There is a “huge backlog” of infrastructure needs in the riding, like a new Vedder Bridge and flood protection in the Pemberton area, she said.
“That’s the kind of thing I’m hearing at the doorstep.”
Janzen said she would be issuing a complete election platform Monday, similar to one she used in her successful campaign for a Chilliwack council seat.
Strahl said Janzen ought to know from her council experience about the “extensive” infrastructure funding the Conservative government has made in the Chilliwack area.
“I’m not going to attack anyone personally,” he said, but Janzen will have to defend the record of the federal Liberals.
Strahl said while the Liberal Party leader is publicly ruling out a coalition government with the New Democrats, that’s not what happened before the last federal election in 2008 when then-Liberal Party Leader Stephane Dion signed an accord with NDP Leader Jack Layton.
“They said the same thing last time,” Strahl said. “We think they’re going to try it again.”
Green Party candidate Jamie Hoskins said the departure of popular Tory MP Chuck Strahl from the political scene, and a split in the conservative vote will boost the party’s election numbers this time around.
Last election, the Greens edged out the Liberals in this riding to take third place behind the NDP and the Conservatives. The Greens won 4,107 votes or nearly nine per cent of the total 47,941 valid ballots cast in 2008 while the Liberals took 3,990 votes or 8.52 per cent of the total.

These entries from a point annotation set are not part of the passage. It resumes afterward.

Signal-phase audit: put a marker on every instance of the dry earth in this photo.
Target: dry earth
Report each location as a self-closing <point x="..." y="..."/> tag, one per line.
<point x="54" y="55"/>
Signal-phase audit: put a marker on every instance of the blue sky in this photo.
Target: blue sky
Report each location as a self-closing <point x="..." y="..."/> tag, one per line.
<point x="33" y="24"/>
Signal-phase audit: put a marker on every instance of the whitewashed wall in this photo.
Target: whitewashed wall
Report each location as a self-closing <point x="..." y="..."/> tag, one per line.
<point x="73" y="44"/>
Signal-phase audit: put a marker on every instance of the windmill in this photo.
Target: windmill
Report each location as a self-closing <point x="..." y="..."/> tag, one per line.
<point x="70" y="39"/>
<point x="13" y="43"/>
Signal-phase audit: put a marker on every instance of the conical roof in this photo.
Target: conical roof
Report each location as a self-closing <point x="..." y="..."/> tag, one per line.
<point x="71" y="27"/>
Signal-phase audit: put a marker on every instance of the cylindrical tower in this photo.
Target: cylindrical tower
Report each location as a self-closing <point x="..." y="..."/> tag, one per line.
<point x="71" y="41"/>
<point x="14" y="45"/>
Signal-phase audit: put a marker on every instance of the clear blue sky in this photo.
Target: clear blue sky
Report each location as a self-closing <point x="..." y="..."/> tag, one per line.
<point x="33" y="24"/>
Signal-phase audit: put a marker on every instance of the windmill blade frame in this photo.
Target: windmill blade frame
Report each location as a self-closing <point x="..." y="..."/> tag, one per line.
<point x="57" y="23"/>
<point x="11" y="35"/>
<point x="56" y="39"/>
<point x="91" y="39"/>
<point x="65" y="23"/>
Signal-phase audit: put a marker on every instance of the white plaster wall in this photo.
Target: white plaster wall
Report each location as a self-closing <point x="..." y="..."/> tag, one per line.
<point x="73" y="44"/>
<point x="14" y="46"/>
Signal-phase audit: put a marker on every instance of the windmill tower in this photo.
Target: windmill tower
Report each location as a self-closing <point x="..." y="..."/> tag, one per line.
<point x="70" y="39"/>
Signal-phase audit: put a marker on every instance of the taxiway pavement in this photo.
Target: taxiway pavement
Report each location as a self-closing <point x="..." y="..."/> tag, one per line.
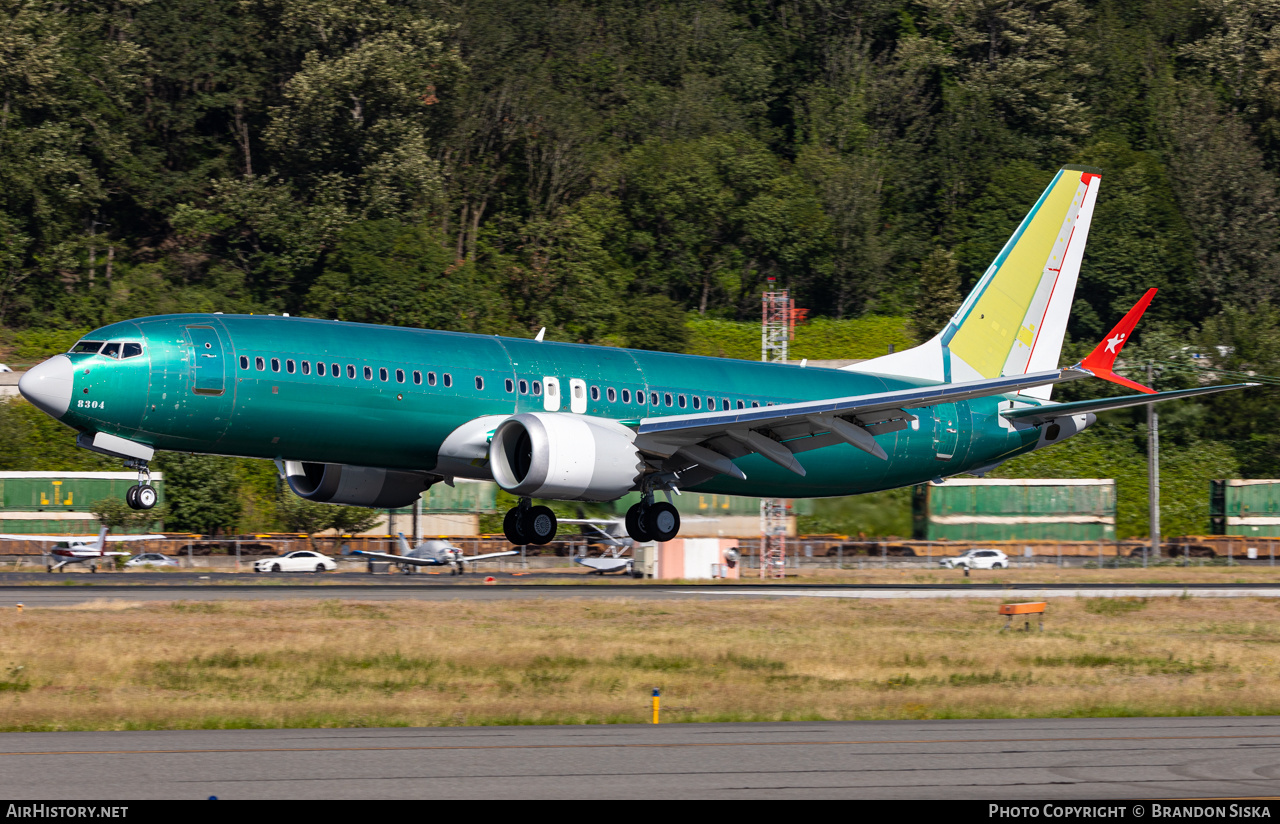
<point x="1046" y="759"/>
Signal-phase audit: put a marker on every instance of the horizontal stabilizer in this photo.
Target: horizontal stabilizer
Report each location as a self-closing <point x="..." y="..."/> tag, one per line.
<point x="1040" y="415"/>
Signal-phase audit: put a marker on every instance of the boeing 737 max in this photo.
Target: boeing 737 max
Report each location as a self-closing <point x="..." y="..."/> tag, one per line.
<point x="371" y="416"/>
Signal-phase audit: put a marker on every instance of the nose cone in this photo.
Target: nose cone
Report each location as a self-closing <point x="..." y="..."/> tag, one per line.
<point x="49" y="385"/>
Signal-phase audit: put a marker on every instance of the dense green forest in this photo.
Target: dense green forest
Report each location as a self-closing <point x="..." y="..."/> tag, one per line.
<point x="631" y="173"/>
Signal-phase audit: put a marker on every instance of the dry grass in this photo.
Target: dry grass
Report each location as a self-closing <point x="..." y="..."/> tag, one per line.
<point x="211" y="664"/>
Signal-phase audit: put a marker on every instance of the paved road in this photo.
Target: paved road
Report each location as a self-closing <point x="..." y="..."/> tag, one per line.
<point x="86" y="593"/>
<point x="1133" y="758"/>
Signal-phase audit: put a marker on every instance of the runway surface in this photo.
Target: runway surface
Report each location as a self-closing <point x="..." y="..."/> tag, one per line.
<point x="82" y="593"/>
<point x="1047" y="759"/>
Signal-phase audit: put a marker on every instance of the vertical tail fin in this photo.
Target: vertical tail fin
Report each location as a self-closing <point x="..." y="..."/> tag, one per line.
<point x="1015" y="317"/>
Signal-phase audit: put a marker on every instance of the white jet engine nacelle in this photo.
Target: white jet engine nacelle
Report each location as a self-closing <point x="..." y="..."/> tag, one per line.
<point x="565" y="457"/>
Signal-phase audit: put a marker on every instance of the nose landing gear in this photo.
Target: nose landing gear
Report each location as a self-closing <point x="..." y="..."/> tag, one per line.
<point x="526" y="523"/>
<point x="142" y="495"/>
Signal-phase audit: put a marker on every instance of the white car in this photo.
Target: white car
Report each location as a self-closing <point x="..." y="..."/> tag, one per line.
<point x="301" y="561"/>
<point x="977" y="559"/>
<point x="150" y="559"/>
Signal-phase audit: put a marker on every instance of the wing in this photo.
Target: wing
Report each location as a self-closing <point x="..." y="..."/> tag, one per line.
<point x="400" y="559"/>
<point x="1045" y="413"/>
<point x="711" y="440"/>
<point x="471" y="558"/>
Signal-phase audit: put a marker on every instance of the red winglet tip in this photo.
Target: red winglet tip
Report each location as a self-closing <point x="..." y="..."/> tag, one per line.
<point x="1104" y="355"/>
<point x="1105" y="374"/>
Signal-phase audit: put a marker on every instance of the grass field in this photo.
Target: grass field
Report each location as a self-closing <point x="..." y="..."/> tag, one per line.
<point x="200" y="664"/>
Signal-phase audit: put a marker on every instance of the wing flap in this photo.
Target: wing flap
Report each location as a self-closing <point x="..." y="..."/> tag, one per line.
<point x="1042" y="415"/>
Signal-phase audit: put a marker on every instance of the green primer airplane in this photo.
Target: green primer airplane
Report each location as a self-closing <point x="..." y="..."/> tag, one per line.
<point x="371" y="416"/>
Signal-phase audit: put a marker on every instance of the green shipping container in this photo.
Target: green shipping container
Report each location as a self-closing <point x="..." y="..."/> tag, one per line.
<point x="1247" y="508"/>
<point x="60" y="503"/>
<point x="1015" y="509"/>
<point x="465" y="497"/>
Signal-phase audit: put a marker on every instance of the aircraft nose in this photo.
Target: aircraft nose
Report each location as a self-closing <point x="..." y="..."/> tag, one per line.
<point x="49" y="385"/>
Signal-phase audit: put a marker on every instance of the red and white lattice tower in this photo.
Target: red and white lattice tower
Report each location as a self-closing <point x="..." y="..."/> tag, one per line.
<point x="777" y="330"/>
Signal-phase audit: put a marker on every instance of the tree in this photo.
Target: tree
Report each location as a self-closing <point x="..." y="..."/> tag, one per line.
<point x="202" y="493"/>
<point x="298" y="515"/>
<point x="938" y="296"/>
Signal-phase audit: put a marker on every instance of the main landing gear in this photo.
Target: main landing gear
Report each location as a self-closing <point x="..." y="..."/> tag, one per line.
<point x="649" y="521"/>
<point x="142" y="495"/>
<point x="526" y="523"/>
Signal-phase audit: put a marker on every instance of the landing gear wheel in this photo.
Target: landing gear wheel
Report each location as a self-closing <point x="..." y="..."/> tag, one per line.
<point x="539" y="525"/>
<point x="146" y="497"/>
<point x="512" y="526"/>
<point x="662" y="521"/>
<point x="635" y="527"/>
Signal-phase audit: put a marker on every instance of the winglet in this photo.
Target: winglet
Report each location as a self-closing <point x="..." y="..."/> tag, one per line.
<point x="1104" y="356"/>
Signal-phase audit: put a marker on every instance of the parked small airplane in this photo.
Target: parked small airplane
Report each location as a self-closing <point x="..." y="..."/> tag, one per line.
<point x="77" y="549"/>
<point x="428" y="554"/>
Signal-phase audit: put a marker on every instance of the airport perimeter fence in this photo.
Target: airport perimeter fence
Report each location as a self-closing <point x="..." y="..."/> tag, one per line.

The NDP finished a distant second to the Conservatives, taking 8,791 votes – about 19 per cent – compared to the whopping 29,198 votes – 62 per cent – cast for Conservative candidate, Chuck Strahl.
But Hoskins said he believes the controversy over Mark Strahl’s nomination, and the entry of small-c conservative Janzen in the race as the Liberal candidate, will split the conservative vote and improve the Green Party’s election numbers.
He said the party is focusing its campaign in this riding on youth and seniors who are “bearing the brunt of the economic crisis.”
NDP candidate Gwen O’Mahony issued a new release Monday laying the blame for the HST and its impact on small businesses in the riding squarely on the Conservative government.
“These businesses don’t need their hard-earned tax dollars spent on massive jet fighter contracts,” she said. “They need government to stop hurting local businesses with regressive HST taxes.”
But Marxist-Leninist candidate Dorothy-Jean O’Donnell, who got only 113 votes in the last election, took the entire political system to task.
She said voters are “so disgusted with what passes for politics” as played by the mainstream parties that only about 40 per cent cast a ballot in 2008.
“We need a workers’ opposition in Parliament,” she said, and direct involvement of the public in budget-making.
“Workers themselves have to sit together (in Parliament) and ask the tough questions,” she said.